Natural and organic Private Brands are striving to further engage consumers, and a first-of-its-kind study identifies opportunities to drive differentiation and build loyalty.

The study and a unique brand score metric were unveiled during a presentation at Velocity Global called “Private Brand — A Question of Trust, Love and Worth?”

“These brands are on the edge of greatness,” said Christopher Durham, President of My Private Brand, referring to some of the biggest natural and organic Private Brands in the U.S. “With some more investment — such as in product development, branding or marketing — these brands can really take share and win.”

The study was fielded exclusively for My Private Brand by the research firm Voccii. Durham spoke about the research along with Gayle Ireland, CEO of Voccii. One key aspect setting this research apart is the non-traditional way it probed consumers. It never used the terms private brand or private label, and didn’t ask about performance aspects like good or better. Instead, it sought to understand the engagement and value each brand brings to each retailer.

The findings are based on a national consumer survey of more than 1200 adults who buy retail own brands. The study explored consumer engagement with national and organic brands from retailers including Whole Foods, Ahold Delhaize, Aldi, Kroger, Publix, Safeway/Albertsons and Wakefern Food Corp. Private Brands were compared to each other and to national brands.

Private brands include:

Brands Perform Well on Key Measures

The research measured consumer awareness of these brands, with three of the product brands (non-store brands) —Simple Truth from Kroger, 365 Everyday Value from Whole Foods and O Organics from Safeway/Albertsons — scoring highest in unaided awareness.

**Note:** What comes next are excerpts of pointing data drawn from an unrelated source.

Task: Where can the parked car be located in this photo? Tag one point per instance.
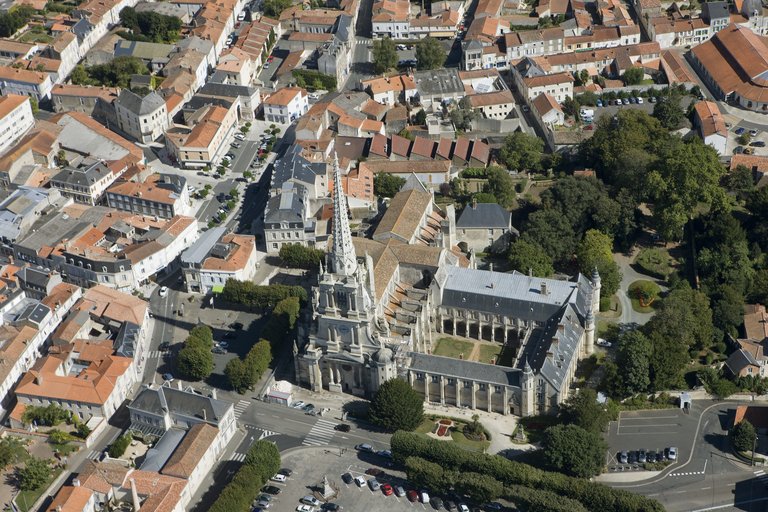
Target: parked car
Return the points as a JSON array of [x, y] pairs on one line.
[[310, 500]]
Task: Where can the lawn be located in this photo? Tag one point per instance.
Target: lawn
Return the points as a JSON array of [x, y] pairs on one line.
[[656, 262], [25, 499], [488, 352], [452, 347]]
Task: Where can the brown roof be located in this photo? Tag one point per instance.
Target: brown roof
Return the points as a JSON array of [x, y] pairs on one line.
[[491, 98], [737, 60], [285, 96], [187, 455], [423, 147], [243, 247], [544, 103], [710, 119], [755, 322]]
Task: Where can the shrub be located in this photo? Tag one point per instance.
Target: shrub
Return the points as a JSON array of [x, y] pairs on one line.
[[117, 449]]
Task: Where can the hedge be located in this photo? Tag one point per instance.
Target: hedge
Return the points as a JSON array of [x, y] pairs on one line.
[[258, 296], [592, 495], [261, 462]]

“Those three brands did as well in unaided consumer awareness as some national brands in the natural and organic sector,” Ireland said.

Many of the Private Brands performed on par with the natural and organic national brands on measures such as aided awareness, brand impressions, purchase intent and willingness to recommend — while failing to meet the scores of the biggest mainstream national brands.

Research Reveals Gaps and Disconnects

When the research looked beyond these standard measures, however, natural and organic Private Brands encountered some challenges. Many were found to have similar names incorporating words like simple and nature, a factor that reduced the ability for differentiation. Likewise, marketing descriptors tended to overlap between brands, including healthy, good for me, and good for the planet.

“It’s interesting that for food brands, there aren’t food or flavor words used,” Durham said. “For example, they don’t say tastes great.”

The research found consumers ran into challenges associating many of the Private Brands with the correct retailers, which likely results from lack of branding differentiation, Ireland said. An even bigger challenge for consumers was linking images of product packages with the associated store banners, which probably results from extensive use of similar package designs across retailers.

Data Enables Generational Insights

The research incorporated a wide range of other insights, including on the geographic and generational fronts. For example, while Gen Z consumers are among the biggest proponents of natural and organic Private Brands, many in this generation appear to have trouble making the link between brand and store banner.

“There is huge potential here,” Ireland said.  “The disconnect between the parent and the brand is huge, and this is an important demographic we need to capture.”

Brand Strength Score Points to Opportunities

A new metric called Brand Strength Score (BSS) was created to compare and track the progress of the brands. Brands were scored on a 1 to 100 scale, taking into account factors such as awareness and loyalty, with different weights given to various components. The highest scoring Private Brand was Simple Truth, at 46.2, followed by 365 Everyday Value with a 39.4 score, and Open Nature (Albertsons) at 38.4.

Durham said the results reflect limited branding investments so far by many retailers but indicate great potential.

“Retailers by and large haven’t invested in marketing.” he said “They’ve put products on shelves. So it’s pretty impressive that they are scoring as high as they are. What this means is the roots are strong and there are lots of opportunities.”